Un risultato raggiungibile partendo da una base più che solida. Ogni anno il totale delle merci che transitano per il Canale vale 270 miliardi di dollari. Si tratta di beni che viaggiano attraverso gli Oceani e raggiungono 150 Paesi differenti in 1.700 porti.
Questa montagna di merci cresce con l’apertura del nuovo Canale di Panama, destinato a diventare una delle rotte privilegiate nei grandi scambi interoceanici, dall’Europa all’Asia, passando per l’America. Un cambiamento epocale degli equilibri commerciali internazionali che inevitabilmente avrà un impatto tanto sul mercato delle grandi navi, quanto sullo sviluppo dei porti. Mentre moltissimi cantieri navali in giro per il mondo sono oggi operativi nella costruzione di nuove imbarcazioni Post-Panamax (quelle che attraversano il nuovo Canale), l’industria dei porti si sta riorganizzando attraverso la pianificazione di investimenti ingenti che serviranno proprio a costruire nuovi moli capaci di accogliere le grandi navi.
Il nuovo volto del commercio mondiale
Negli Stati Uniti, gli scali marittimi di Miami, New York e Nortfolk sono in via di ristrutturazione e lo stesso accade in molti porti dei Caraibi e del Centro e Sud America, come Kingston in Jamaica, Mariel a Cuba, Cartagena de Indias in Colombia.
Uno sviluppo analogo a quello che hanno vissuto i due scali panamensi, i porti di Balboa (lato Pacifico) e Colòn (lato Atlantico). Entrambi sono in grado di movimentare ogni anno in media 3 milioni di Teu e sono stati oggetto di investimenti importanti per adeguare la loro attività al passaggio delle Post-Panamax.
Sul Colòn Container Terminal sono stati investiti negli ultimi anni 110 milioni di dollari che hanno favorito un aumento della dotazione tecnologica e quindi dell’offerta commerciale. Oggi le gru dello scalo garantiscono una movimentazione di 34 Teu all’ora e lo stoccaggio nell’area riservata di 400.000 container.

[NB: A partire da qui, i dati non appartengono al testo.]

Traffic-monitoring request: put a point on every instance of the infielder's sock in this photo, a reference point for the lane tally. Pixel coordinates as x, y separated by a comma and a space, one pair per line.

Il Balboa Terminal, sulla costa del Pacifico a ridosso della capitale, garantisce una portata ancora più elevata. Il terminal è infatti dotato, oltre che di gru capaci di sollevare e gestire i container delle Post-Panamax, anche di due differenti moli per lo stoccaggio, uno con una capacità annuale di 600.000 Teu e il secondo di 200.000.
Ogni cosa è stata preparata con anticipo per l’apertura del nuovo Canale e adesso che le Post-Panamax transitano nel Corte Culebra, il commercio mondiale è pronto a scrivere una nuova e importante pagina della sua storia.